Beim Altstadtrundgang durch Tallinn oder Riga werde ich vor dem jeweiligen Parlament regelmäßig gefragt, wer denn gerade regiere, Konservative oder Sozialdemokraten. Ich antworte, daß man darauf nicht in einem Satz antworten kann und weise dann immer darauf hin, daß ich über die Parteiensysteme der baltischen Staaten promoviert habe. Vor dem Gebäude müßte bis zum nächsten Morgen stehen bleiben, um alles zu erklären. Das Parteienspektrum in den baltischen Ländern ist nämlich so einfach nicht, es entspricht nicht den Strukturen, wie sie aus den westlichen Demokratien vertraut sind.

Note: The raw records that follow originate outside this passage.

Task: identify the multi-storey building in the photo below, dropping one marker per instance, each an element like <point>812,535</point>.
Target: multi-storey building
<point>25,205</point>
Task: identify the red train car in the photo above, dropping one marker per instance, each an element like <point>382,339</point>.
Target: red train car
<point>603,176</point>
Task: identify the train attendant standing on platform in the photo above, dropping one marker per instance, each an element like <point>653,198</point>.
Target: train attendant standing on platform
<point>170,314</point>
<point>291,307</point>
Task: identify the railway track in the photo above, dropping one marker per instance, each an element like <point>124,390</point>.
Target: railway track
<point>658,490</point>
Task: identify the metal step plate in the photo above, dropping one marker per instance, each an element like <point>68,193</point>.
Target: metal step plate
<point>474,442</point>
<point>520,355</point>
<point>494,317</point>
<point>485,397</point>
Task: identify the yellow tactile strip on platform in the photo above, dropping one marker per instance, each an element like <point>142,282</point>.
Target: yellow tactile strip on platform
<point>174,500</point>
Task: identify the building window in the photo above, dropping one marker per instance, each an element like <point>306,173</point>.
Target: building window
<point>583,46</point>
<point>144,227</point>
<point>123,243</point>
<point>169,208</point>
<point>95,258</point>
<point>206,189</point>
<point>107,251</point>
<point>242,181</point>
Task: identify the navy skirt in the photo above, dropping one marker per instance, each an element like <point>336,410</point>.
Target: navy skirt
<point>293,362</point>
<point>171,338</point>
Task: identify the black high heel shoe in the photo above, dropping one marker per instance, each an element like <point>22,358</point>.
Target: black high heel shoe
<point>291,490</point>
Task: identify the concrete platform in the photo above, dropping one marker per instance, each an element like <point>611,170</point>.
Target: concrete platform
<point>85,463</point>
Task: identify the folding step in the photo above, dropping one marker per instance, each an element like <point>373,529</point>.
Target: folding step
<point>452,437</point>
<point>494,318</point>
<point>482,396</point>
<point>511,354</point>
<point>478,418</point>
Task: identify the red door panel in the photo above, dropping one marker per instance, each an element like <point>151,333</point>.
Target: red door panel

Um Politik in den baltischen Staaten zu verstehen, muß man sich vergegenwärtigen, welche Lebenserfahrung die Menschen nicht nur hier, sondern im gesamten post-sozialistischen Raum mitbringen. Während der herrschaft der kommunistischen Parteien gab es zwar keine Freiheit, dafür aber soziale Sicherheit, wenn auch auf niedrigem Niveau. Weder die Arbeit noch die Wohnung konnte man verlieren. Das Gefühl der wirtschaftlichen Unsicherheit, welches in marktwirtschaftlich orientierten Gesellschaften zum Lebensalltag gehört, ist für die Menschen aus den vormals künstlich nivellierten Gesellschaften hier neu. Und weitgehende Unkenntnis herrschat darüber vor, daß dieses Gefühl im „Westen“ eben auch normal ist. Daher rührt die Unzufriedenheit.
So viel als Hintergrgund. Die Parteiensysteme wie auch die Regierungen in Osteuropa sind sehr unbeständig. Was das Schicksal konkreter politischer Kräfte anbetrifft, muß ich teilweise selbst in meiner Doktorarbeit nachschauen, weil man die vielen Veränderungen kaum nachhalten kann.
In fast allen postsozialistischen Staaten werden zumeist bei Wahlen die amtierenden Regierungen wegen der allgemeinen Unzufriedenheit aus dem Amt gejagt. Selten kam einstweilen der Sieg einer regierenden Koalition vor. Zumeist jedoch halten die Regierungen wenigstens eine Legislaturperiode durch, was im Baltikum bis anhin noch kein einziges Mal der Fall war. Und hier schießt Lettland den Vogel ab, demnächst wird bereits die 18. Regierung seit 1990 vereidigt werden.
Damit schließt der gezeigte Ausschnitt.